Ik ben Marjolein Cox, momenteel wonend te Mortsel in de Zuidrand van Antwerpen. Ik heb het geluk les te mogen geven op een school op amper 6 km van mijn woonplek. Dat is in het Sint-Jozefinstituut in Kontich, een relatief grote school met zo’n 1500 leerlingen waar de drie finaliteiten vertegenwoordigd zijn. Ik geef aardrijkskunde in de derde graad aan de doorstroom (met en zonder wetenschappen) en de dubbele finaliteit. Dit doe ik nu het zesde schooljaar in deze school. Daarnaast ben ik op school ook vakcoördinator aardrijkskunde en maak ik deel uit van het datateam van onze school dat data aanlevert en verwerkt om te gebruiken in de beleidsvoering. Tot slot werk ik ook nog één dag per week als praktijklector in de educatieve master optie aardrijkskunde aan de KU Leuven. De combinatie van al die verschillende taken biedt garantie voor telkens weer boeiende schooljaren! Ik vind de wisselwerking tussen de lerarenopleiding in Leuven enerzijds en de eigen ervaringen in de praktijk anderzijds heel erg verrijkend voor mezelf.
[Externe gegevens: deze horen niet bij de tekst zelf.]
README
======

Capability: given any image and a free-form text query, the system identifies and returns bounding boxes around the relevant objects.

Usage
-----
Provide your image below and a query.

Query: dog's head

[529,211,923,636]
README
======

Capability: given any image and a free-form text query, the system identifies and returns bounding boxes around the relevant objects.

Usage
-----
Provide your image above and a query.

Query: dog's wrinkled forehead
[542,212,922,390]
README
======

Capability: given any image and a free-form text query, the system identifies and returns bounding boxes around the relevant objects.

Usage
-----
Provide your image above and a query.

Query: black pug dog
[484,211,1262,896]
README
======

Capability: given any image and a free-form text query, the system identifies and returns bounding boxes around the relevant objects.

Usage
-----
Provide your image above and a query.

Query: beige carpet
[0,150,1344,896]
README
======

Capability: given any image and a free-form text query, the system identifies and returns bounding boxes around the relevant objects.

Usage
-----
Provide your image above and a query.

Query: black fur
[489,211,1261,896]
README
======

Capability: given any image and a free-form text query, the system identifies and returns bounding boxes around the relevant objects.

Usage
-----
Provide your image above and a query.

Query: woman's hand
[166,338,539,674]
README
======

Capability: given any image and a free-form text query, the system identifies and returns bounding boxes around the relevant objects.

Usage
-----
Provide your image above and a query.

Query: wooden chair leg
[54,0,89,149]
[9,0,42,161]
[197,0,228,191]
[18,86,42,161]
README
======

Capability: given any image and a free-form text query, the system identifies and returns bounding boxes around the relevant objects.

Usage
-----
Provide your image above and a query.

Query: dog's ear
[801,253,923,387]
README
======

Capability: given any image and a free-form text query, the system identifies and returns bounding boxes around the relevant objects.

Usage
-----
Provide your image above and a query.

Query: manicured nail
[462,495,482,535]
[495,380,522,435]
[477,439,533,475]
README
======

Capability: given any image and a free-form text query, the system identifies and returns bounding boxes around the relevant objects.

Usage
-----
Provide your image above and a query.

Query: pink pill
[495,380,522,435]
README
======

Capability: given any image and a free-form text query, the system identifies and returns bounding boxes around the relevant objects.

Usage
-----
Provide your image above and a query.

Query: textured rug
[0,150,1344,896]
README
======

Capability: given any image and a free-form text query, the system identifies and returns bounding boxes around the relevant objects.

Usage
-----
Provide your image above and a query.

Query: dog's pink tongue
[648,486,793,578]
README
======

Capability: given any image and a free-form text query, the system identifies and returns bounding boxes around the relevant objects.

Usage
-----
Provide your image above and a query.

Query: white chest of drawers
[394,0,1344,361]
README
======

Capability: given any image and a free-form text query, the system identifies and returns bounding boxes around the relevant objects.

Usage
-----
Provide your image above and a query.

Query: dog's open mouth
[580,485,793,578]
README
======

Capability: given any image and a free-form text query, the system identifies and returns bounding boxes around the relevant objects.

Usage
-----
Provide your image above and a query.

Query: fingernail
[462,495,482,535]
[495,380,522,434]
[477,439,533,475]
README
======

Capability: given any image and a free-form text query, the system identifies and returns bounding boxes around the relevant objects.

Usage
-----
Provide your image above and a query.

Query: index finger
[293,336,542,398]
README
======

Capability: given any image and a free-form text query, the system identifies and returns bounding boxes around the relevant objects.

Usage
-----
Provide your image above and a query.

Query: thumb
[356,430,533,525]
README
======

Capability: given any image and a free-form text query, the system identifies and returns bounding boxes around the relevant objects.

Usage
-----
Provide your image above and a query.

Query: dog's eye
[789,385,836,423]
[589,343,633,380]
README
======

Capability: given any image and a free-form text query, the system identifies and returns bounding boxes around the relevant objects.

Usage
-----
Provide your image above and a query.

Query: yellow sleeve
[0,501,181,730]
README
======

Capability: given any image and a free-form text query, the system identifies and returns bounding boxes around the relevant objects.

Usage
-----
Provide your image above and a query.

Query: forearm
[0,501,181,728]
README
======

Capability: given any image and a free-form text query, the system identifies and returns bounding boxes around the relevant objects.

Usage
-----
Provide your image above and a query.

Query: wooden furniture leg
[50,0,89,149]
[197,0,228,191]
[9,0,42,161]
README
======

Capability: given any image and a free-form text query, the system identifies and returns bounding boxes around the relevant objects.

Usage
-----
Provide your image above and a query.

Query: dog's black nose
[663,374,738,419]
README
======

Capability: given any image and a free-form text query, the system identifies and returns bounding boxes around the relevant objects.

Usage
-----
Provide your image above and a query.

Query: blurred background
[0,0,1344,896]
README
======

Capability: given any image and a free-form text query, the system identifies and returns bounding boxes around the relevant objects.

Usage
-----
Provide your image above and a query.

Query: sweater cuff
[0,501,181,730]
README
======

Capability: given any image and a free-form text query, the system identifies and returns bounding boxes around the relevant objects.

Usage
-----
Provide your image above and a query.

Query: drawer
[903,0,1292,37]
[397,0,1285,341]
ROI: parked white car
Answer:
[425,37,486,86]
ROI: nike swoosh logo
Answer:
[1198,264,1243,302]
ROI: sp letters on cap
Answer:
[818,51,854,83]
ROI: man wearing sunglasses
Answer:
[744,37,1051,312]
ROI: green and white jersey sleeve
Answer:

Hoewel beide werkomgevingen, de school en de universiteit, heel erg verschillend zijn, zijn het toch vooral de collega’s op beide plaatsen die het zo’n aangename werkomgevingen maken. Ik vind het erg waardevol om van gedachte te kunnen wisselen over de aanpak van bepaalde thema’s of bepaalde klassen. Het voordeel van zo’n grote school is ook dat we in de derde graad met twee collega’s aardrijkskunde zijn. Daarnaast zijn er ook veel mogelijkheden om extra engagementen op te nemen die een boost kunnen geven. Zo ging ik vorig jaar bijvoorbeeld mee op een uitwisseling met collega’s naar Finland via Erasmusplus en op bouwkamp naar Bulgarije met de leerlingen van het vijfde middelbaar die voor dit vrijwilligerswerk kiezen.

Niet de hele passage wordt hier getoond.